Personal Finance

Most investors didn't come close to beating the S&P 500

Will Wall Street nail 2017?
Will Wall Street nail 2017?

Bad market timing and poor stock picking kept most investors from fully reaping the gains of the bull market last year.

"The average investor held too much in cash, was too concentrated in stocks that didn't perform well and avoided financial stocks that rallied last year," said Hart Lambur, co-founder and CEO of Openfolio, a social network with more than 70,000 members who share their investment portfolios.

The average investor on Openfolio had a gain of roughly 5 percent in 2016. That lagged the nearly 12 percent total return of the , which includes dividends, by more than 7 percentage points last year. (See chart below.)

Many Openfolio users liked stocks of tech titans, such as Amazon, Apple and Facebook, that generated double-digit gains last year. However, stocks of household names widely held by Openfolio investors, like FitBit, GoPro and Under Armour, hurt their portfolios more in 2016.

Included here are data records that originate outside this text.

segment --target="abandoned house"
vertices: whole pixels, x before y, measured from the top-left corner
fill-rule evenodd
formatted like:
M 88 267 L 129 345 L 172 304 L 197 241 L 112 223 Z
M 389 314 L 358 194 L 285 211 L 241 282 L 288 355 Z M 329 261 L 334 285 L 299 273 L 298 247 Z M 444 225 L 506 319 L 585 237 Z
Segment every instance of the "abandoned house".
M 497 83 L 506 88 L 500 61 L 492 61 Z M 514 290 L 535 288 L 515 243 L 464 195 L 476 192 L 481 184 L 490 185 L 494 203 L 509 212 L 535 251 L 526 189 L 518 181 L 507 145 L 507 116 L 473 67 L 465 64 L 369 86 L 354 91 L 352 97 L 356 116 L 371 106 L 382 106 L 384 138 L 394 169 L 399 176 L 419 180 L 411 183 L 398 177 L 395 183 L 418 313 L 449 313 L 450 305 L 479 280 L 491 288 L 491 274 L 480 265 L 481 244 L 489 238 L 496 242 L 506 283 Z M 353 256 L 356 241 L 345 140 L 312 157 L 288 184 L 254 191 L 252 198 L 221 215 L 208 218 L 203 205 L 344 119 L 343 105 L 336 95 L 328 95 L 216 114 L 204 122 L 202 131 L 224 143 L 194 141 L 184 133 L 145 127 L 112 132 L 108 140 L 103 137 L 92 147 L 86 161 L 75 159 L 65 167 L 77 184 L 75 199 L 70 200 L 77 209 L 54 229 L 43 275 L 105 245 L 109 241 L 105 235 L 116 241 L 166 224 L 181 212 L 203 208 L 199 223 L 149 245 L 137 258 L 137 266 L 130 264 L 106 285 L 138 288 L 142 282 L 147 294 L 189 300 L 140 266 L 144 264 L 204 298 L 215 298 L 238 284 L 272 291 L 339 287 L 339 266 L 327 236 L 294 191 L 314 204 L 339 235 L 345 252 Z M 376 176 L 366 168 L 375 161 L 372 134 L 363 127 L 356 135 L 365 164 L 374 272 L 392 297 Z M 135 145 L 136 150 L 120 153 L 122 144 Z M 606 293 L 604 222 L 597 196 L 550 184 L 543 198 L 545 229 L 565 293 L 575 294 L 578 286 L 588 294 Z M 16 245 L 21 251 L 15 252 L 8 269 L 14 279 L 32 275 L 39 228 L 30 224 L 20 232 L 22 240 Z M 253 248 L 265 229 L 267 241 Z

Part of the lag can be attributed to investors having a diversified portfolio. That is a good thing because it smooths volatility and can improve returns over long periods.

Yet when you consider that a balanced portfolio of 60 percent U.S. stocks and 40 percent U.S. bonds would have generated roughly 7 percent last year, Openfolio investors still fall short by 2 percentage points.

Mutual fund investors didn't fare that well last year either, based on preliminary data from investment research firm Morningstar. (See table below.)

Morningstar estimates the average investor returns by comparing fund returns to how much money flowed in and out of those funds.

"After a bear market, investors tend to buy bond funds. In a great stock market, they tend to buy more stock funds," said Russel Kinnel, Morningstar's head of manager research. "Investors chase fund performance and headlines."

It's not that investors always underperform their funds.

The second-longest bull market in history, which began in March 2009, has helped the average investor outperform in U.S. fund categories over three- and five-year periods. Target-date funds also tend to have better investor returns than average returns over the past 10 years, according to Morningstar.

You can easily avoid the mistakes that tripped up the average investor last year. "If you have a financial plan, you are a little more insulated from the fear and greed," Kinnel said.